Covid, variante inglese più mortale: lo studio

Marco Ciotola

10/03/2021

22/06/2021 - 17:50

condividi

Uno studio britannico suggerisce che la variante inglese del coronavirus mostra un tasso di mortalità più elevato

La variante inglese del coronavirus è più mortale. Ad affermarlo è un recente studio britannico, realizzato da diverse istituzioni mediche e pubblicato su una rivista scientifica dopo revisione paritaria.

I ricercatori inquadrano la variante B.1.1.7, identificata per la prima volta nel Regno Unito, come caratterizzata da un rischio di mortalità superiore del 64% rispetto alle non varianti.

La percentuale arriva da un’indagine realizzata su un vasto campione di pazienti contagiati dalla variante inglese; tra questi si è registrato un tasso tra il 32% e il 104% di mortalità maggiore, per una media del 64%.

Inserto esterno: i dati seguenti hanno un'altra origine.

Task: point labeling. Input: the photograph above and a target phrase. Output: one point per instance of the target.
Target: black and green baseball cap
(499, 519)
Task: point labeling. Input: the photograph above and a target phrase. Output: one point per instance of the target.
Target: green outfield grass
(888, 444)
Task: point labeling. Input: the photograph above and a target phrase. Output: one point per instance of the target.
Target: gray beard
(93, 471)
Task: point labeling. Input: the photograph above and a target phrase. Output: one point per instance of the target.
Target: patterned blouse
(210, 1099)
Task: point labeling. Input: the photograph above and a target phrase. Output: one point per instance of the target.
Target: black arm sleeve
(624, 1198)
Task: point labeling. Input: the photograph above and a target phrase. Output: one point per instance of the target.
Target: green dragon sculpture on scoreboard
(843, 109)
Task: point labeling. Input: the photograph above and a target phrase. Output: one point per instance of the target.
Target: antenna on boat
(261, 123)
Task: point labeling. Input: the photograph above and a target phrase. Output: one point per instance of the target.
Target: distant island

La variante è stata fin dalla comparsa ritenuta molto più facilmente trasmissibile, e i nuovi dati dei ricercatori supportano anche una simile tesi.

Covid, variante inglese più mortale: lo studio

I ricercatori fanno capo a diverse istituzioni del Regno Unito, e hanno analizzato i dati relativi a oltre 100.000 pazienti risultati positivi tra ottobre e gennaio e seguiti con analisi cliniche fino a metà febbraio.

Le conclusioni alle quali sono arrivati parlano di una nuova variante associabile a 227 decessi su un campione di 54.906 pazienti, rispetto ai 141 decessi tra lo stesso numero di pazienti infettati da ceppi precedenti.

Hanno quindi ipotizzato che la mortalità - strettamente connessa alla maggiore rapidità di trasmissione - possa mostrarsi statisticamente superiore:

“Anche se i dati confermano che la morte per covid può definirsi ancora rara, va evidenziato che la variante B.1.1.7 aumenta il rischio, insieme alla sua capacità di diffondersi più rapidamente”.

Ecco perché lo studio parla esplicitamente del cosiddetto ceppo inglese come di “una minaccia che dovrebbe essere presa sul serio”.

Lo ha evidenziato in particolare Robert Challen, principale autore dello studio e docente presso l’Università di Exeter, nel Regno Unito. Ma occorrono comunque ulteriori ricerche per determinare se risultati simili possano essere considerati uno standard attendibile ovunque, malgrado le grosse certezze mostrate dallo stesso Challen:

“La variante inglese è maggiormente trasmissibile e più letale. La nostra ipotesi è che questo dato sia collegabile alle variazioni delle sue proprietà fenotipiche causate da molteplici mutazioni genetiche; non vediamo alcun motivo per cui questa scoperta debba essere ritenuta specifica per il solo Regno Unito”.